Abstract Purpose Semantic segmentation plays a pivotal role in many applications related to medical image and video analysis. However, designing a neural network architecture for medical image and surgical video segmentation is challenging due to the diverse features of relevant classes, including heterogeneity, deformability, transparency, blunt boundaries, and various distortions. We propose a network architecture, DeepPyramid+, which addresses diverse challenges encountered in medical image and surgical video segmentation. Methods The proposed DeepPyramid+ incorporates two major modules, namely “Pyramid View Fusion” (PVF) and “Deformable Pyramid Reception” (DPR), to address the outlined challenges. PVF replicates a deduction process within the neural network, aligning with the human visual system, thereby enhancing the representation of relative information at each pixel position.

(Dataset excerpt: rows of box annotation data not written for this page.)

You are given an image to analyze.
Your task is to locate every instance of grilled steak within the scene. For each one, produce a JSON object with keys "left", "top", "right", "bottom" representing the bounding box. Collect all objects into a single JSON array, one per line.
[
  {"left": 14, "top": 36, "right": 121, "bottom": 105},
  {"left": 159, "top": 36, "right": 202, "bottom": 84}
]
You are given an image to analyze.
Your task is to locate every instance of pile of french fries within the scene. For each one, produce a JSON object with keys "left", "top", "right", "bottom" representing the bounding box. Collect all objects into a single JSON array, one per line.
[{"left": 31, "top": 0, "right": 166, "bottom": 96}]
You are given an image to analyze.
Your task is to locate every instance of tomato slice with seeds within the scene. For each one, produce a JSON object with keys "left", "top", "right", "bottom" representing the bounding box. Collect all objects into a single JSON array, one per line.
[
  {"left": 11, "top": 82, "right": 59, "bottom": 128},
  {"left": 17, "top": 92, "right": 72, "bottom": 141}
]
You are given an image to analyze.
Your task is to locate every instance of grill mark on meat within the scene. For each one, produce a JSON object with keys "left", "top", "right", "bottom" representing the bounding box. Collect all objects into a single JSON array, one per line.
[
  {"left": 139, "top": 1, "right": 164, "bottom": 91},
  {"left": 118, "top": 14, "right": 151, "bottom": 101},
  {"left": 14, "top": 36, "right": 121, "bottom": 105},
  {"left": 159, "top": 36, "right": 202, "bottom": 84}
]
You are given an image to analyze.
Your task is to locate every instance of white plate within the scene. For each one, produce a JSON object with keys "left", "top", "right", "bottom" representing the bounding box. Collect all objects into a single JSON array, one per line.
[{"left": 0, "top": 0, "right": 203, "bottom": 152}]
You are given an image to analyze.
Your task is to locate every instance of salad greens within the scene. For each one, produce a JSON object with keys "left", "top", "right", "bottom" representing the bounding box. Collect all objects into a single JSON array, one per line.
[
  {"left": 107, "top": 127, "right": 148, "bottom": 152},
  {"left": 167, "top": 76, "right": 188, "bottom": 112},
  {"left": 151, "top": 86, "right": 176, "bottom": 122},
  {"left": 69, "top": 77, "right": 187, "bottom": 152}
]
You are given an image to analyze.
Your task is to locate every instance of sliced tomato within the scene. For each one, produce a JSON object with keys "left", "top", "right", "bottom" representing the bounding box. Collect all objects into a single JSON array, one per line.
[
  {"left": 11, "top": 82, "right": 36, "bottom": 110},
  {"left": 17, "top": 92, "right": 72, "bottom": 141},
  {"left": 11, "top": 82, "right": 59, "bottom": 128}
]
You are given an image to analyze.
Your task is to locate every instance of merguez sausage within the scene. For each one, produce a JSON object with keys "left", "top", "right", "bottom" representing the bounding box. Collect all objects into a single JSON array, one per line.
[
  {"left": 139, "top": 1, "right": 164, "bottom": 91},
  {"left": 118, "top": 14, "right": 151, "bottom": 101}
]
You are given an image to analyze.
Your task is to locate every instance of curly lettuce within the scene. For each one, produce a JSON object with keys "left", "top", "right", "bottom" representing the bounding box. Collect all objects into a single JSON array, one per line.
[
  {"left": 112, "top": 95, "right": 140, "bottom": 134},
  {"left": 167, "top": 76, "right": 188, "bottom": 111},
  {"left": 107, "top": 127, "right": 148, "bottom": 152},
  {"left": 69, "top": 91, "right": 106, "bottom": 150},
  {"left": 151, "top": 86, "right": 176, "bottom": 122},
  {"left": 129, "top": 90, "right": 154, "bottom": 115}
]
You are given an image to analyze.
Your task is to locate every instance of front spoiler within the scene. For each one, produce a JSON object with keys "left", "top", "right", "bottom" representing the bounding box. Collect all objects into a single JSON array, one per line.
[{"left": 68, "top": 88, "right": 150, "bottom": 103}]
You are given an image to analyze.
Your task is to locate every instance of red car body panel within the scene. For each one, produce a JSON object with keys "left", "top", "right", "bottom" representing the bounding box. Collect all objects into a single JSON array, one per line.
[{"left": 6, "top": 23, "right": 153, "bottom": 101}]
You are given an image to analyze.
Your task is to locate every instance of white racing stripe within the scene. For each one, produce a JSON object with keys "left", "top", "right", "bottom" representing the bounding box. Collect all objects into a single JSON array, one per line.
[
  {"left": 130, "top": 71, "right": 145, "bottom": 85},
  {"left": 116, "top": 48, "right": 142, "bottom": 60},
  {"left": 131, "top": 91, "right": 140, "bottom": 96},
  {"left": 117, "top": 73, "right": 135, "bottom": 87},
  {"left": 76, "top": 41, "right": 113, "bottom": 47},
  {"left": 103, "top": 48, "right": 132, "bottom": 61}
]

Complementarily, DPR introduces shape- and scale-adaptive feature extraction techniques using dilated deformable convolutions, enhancing accuracy and robustness in handling heterogeneous classes and deformable shapes. Results Extensive experiments conducted on diverse datasets, including endometriosis videos, MRI images, OCT scans, and cataract and laparoscopy videos, demonstrate the effectiveness of DeepPyramid+ in handling various challenges such as shape and scale variation, reflection, and blur degradation. DeepPyramid+ demonstrates significant improvements in segmentation performance, achieving up to a 3.65% increase in Dice coefficient for intra-domain segmentation and up to a 17% increase in Dice coefficient for cross-domain segmentation. Conclusions DeepPyramid+ consistently outperforms state-of-the-art networks across diverse modalities considering different backbone networks, showcasing its versatility. Accordingly, DeepPyramid+ emerges as a robust and effective solution, successfully overcoming the intricate challenges associated with relevant content segmentation in medical images and surgical videos. Its consistent performance and adaptability indicate its potential to enhance precision in computerized medical image and surgical video analysis applications.

Schlagworte: Semantic Segmentation, Medical Images, Surgical Videos, Neural Networks, Deformable Convolutions, Dilated Convolutions, Pyramid View Fusion, Deformable Pyramid Reception
Publikationstyp: Beitrag in Zeitschrift (Autorenschaft)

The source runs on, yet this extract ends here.